Java inverse modulo 2**64

Question

Given an odd long x, I'm looking for long y such that their product modulo 2**64 (i.e., using the normal overflowing arithmetic) equals to 1. To make clear what I mean: This could be computed in a few thousand year this way:

for (long y=1; ; y+=2) {
    if (x*y == 1) return y;
}

I know that this can be solved quickly using the extended Euclidean algorithm, but it requires the ability to represent all the involved numbers (ranging up to 2**64, so even unsigned arithmetic wouldn't help). Using BigInteger would surely help, but I wonder if there's a simpler way, possibly using the extended Euclidean algorithm implemented for positive longs.

Answer 1

Here's one way of doing it.
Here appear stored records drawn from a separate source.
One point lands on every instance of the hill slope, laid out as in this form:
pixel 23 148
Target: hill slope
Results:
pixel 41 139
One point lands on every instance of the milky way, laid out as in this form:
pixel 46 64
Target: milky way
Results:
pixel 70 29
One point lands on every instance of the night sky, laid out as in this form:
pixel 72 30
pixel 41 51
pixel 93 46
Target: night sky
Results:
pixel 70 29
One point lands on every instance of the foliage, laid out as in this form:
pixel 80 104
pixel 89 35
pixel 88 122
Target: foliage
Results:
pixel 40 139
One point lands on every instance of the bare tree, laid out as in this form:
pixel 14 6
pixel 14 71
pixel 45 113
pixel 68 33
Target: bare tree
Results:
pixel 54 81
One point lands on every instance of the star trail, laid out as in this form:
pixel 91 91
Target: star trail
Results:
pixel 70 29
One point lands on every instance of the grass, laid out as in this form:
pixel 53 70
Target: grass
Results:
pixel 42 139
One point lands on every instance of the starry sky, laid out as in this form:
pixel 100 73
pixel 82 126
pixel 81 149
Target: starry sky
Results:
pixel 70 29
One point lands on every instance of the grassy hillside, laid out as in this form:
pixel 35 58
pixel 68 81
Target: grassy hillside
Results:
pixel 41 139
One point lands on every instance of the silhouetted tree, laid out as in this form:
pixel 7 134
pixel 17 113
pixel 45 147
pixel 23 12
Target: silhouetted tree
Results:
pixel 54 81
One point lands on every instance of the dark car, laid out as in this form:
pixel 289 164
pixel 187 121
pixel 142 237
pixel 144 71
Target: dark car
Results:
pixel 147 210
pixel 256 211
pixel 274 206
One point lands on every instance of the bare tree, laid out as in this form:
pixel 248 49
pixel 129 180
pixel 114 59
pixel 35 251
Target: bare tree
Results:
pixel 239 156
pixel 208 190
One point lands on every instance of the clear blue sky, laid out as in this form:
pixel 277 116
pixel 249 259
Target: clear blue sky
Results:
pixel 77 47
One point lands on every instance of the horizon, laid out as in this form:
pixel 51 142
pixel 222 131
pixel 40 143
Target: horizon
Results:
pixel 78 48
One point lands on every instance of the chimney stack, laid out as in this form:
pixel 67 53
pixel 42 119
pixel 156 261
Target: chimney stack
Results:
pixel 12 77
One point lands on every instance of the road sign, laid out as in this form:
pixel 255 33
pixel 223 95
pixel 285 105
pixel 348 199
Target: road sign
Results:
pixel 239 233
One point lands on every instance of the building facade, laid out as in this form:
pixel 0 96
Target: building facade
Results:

This uses the extended Euclidean algorithm to find an inverse of abs(x) modulo 2⁶², and at the end it 'extends' the answer up to an inverse modulo 2⁶⁴ and applies a sign change if necessary:

public static long longInverse(long x) {

    if (x % 2 == 0) { throw new RuntimeException("must be odd"); }

    long power = 1L << 62;

    long a = Math.abs(x);
    long b = power;
    long sign = (x < 0) ? -1 : 1;

    long c1 = 1;
    long d1 = 0;
    long c2 = 0;
    long d2 = 1;

    // Loop invariants:
    // c1 * abs(x) + d1 * 2^62 = a
    // c2 * abs(x) + d2 * 2^62 = b 

    while (b > 0) {
        long q = a / b;
        long r = a % b;
        // r = a - qb.

        long c3 = c1 - q*c2;
        long d3 = d1 - q*d2;

        // Now c3 * abs(x) + d3 * 2^62 = r, with 0 <= r < b.

        c1 = c2;
        d1 = d2;
        c2 = c3;
        d2 = d3;
        a = b;
        b = r;
    }

    if (a != 1) { throw new RuntimeException("gcd not 1 !"); }

    // Extend from modulo 2^62 to modulo 2^64, and incorporate sign change
    // if necessary.
    for (int i = 0; i < 4; ++i) {
        long possinv = sign * (c1 + (i * power));
        if (possinv * x == 1L) { return possinv; }
    }

    throw new RuntimeException("failed");
}

I found it easier to work with 2⁶² than 2⁶³, mainly because it avoids problems with negative numbers: 2⁶³ as a Java long is negative.

Answer 2

In the meantime I've recalled/reinvented a very simple solution:

public static int inverseOf(int x) {
    Preconditions.checkArgument((x&1)!=0, "Only odd numbers have an inverse, got " + x);
    int y = 1;
    for (int mask=2; mask!=0; mask<<=1) {
        final int product = x * y;
        final int delta = product & mask;
        y |= delta;
    }
    return y;
}

It works because of two things:

• in each iteration if the corresponding bit of product is 1, then it's wrong, and the only way to fix is is by changing the corresponding bit of y
• no bit of y influences any less significant bit of product, so no previous work gets undone

I started with int since for long it must work too, and for int I could run an exhaustive test.

Another idea: there must a a number n>0 such that x**n == 1, and therefore y == x**(n-1). This should probably be faster, I just can't recall enough math to compute n.